Now, markets are betting that the Bank of England will raise interest rates one and a half times in 2018 when, just six weeks ago, the jury was out on whether the BoE would manage even a single rate rise.
This, combined with a weaker US Dollar, has led to significant gains for the Pound, resulting in a series of forecast upgrades.
“Our new forecast track expects AUD/USD to hold around the USD0.78-80c level in 1H18, before declining towards USD0.75c by year end,” O’Connor says.
Pound-to-Aussie is, after all, a foreign exchange cross rate that is calculated at its most basic level by dividing the Pound-Dollar rate over the Aussie-to-Dollar rate.
In order for the Sterling to rise against the Aussie, the Pound must move further and faster against the Dollar than its Antipodean counterpart does.
“The 1Y cable [GBPUSD] forecast is now a 1.45, up from 1.34 previously.

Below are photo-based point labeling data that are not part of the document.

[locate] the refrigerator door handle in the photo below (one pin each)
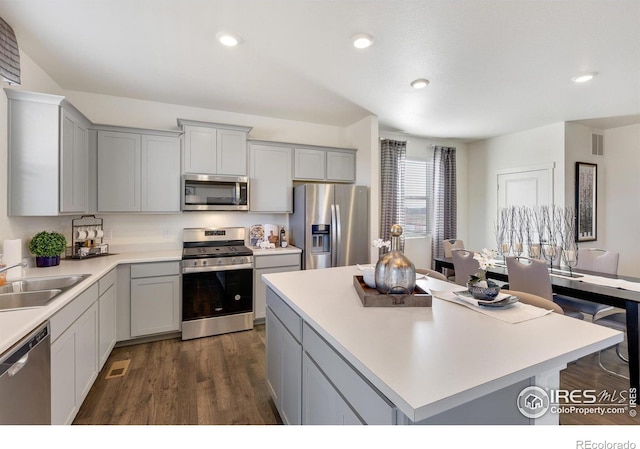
(334, 245)
(338, 236)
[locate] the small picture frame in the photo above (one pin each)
(586, 201)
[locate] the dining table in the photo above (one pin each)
(574, 283)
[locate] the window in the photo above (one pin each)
(417, 197)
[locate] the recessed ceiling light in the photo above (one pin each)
(420, 83)
(362, 40)
(228, 39)
(584, 77)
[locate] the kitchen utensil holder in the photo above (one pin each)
(83, 229)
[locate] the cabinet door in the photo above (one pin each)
(73, 164)
(74, 366)
(119, 159)
(284, 363)
(155, 305)
(309, 164)
(160, 177)
(271, 183)
(107, 325)
(341, 166)
(260, 288)
(200, 149)
(231, 157)
(322, 404)
(86, 329)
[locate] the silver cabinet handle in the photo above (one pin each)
(15, 369)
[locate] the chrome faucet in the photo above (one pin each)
(21, 264)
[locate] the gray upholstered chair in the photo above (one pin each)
(432, 274)
(535, 300)
(450, 244)
(617, 321)
(532, 276)
(464, 265)
(591, 259)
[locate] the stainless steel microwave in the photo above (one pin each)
(210, 192)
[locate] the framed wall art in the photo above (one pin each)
(586, 204)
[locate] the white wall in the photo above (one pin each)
(418, 249)
(164, 230)
(486, 158)
(619, 197)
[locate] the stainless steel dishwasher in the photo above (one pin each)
(25, 380)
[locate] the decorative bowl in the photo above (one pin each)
(488, 292)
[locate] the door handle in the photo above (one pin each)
(16, 367)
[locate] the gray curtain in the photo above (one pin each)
(393, 156)
(444, 199)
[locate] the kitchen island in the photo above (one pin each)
(331, 360)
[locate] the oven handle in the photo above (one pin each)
(188, 270)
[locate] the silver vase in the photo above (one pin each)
(395, 273)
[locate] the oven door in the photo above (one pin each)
(216, 293)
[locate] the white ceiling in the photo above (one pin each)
(494, 67)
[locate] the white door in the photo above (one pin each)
(525, 186)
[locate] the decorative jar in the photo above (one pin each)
(395, 273)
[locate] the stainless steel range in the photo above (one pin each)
(217, 282)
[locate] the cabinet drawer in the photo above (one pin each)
(363, 397)
(289, 318)
(106, 281)
(276, 260)
(72, 311)
(143, 270)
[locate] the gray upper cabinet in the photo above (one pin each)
(48, 155)
(138, 170)
(270, 173)
(212, 148)
(324, 164)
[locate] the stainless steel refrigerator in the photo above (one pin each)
(330, 223)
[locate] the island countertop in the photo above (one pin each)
(16, 324)
(427, 360)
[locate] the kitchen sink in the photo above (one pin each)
(61, 283)
(35, 292)
(27, 300)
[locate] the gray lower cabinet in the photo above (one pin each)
(264, 264)
(310, 382)
(74, 355)
(284, 359)
(107, 299)
(322, 404)
(155, 298)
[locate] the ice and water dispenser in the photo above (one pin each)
(320, 238)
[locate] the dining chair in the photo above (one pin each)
(535, 300)
(591, 259)
(532, 276)
(432, 274)
(450, 244)
(464, 265)
(617, 321)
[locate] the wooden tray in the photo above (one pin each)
(371, 297)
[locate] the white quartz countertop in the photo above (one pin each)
(429, 359)
(267, 252)
(16, 324)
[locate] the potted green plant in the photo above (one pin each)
(47, 247)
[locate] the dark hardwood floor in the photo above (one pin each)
(221, 380)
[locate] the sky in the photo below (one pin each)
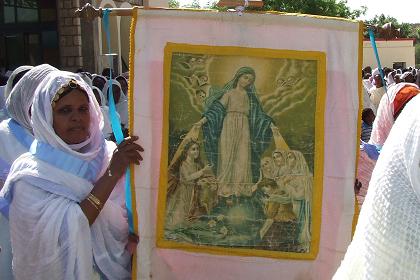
(402, 10)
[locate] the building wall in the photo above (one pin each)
(390, 52)
(120, 34)
(70, 39)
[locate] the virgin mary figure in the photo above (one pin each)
(236, 133)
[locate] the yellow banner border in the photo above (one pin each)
(320, 57)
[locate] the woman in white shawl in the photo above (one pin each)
(16, 132)
(66, 202)
(15, 139)
(16, 75)
(121, 102)
(386, 114)
(107, 129)
(387, 237)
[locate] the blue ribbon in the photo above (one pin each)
(116, 123)
(375, 50)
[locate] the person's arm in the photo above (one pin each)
(126, 153)
(195, 175)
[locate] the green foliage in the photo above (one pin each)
(173, 4)
(195, 4)
(406, 29)
(332, 8)
(417, 55)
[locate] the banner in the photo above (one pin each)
(250, 130)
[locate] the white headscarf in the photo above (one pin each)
(42, 116)
(384, 119)
(85, 78)
(106, 87)
(96, 76)
(390, 79)
(20, 99)
(9, 85)
(101, 95)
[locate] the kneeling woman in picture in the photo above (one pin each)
(66, 196)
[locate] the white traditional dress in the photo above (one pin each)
(386, 243)
(51, 236)
(15, 139)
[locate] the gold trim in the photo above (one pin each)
(130, 128)
(320, 57)
(359, 128)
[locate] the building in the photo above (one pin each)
(394, 53)
(47, 31)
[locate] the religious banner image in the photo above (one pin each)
(242, 156)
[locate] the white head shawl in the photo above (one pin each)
(105, 90)
(405, 75)
(9, 85)
(96, 76)
(42, 116)
(20, 99)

The balance of risks to the new forecasts are for a weaker GBP,” writes Anthonj, in a recent note.
The net effect of these two sets of forecasts is an implicit expectation that the Pound will rise substantially against the Australian Dollar over the course of 2018, ending the year at 1.9333.
This is vastly higher the 1.7654 level seen by the Pound-to-Australian-Dollar rate Tuesday, implying a rise of some 9.6% is likely before the end of December.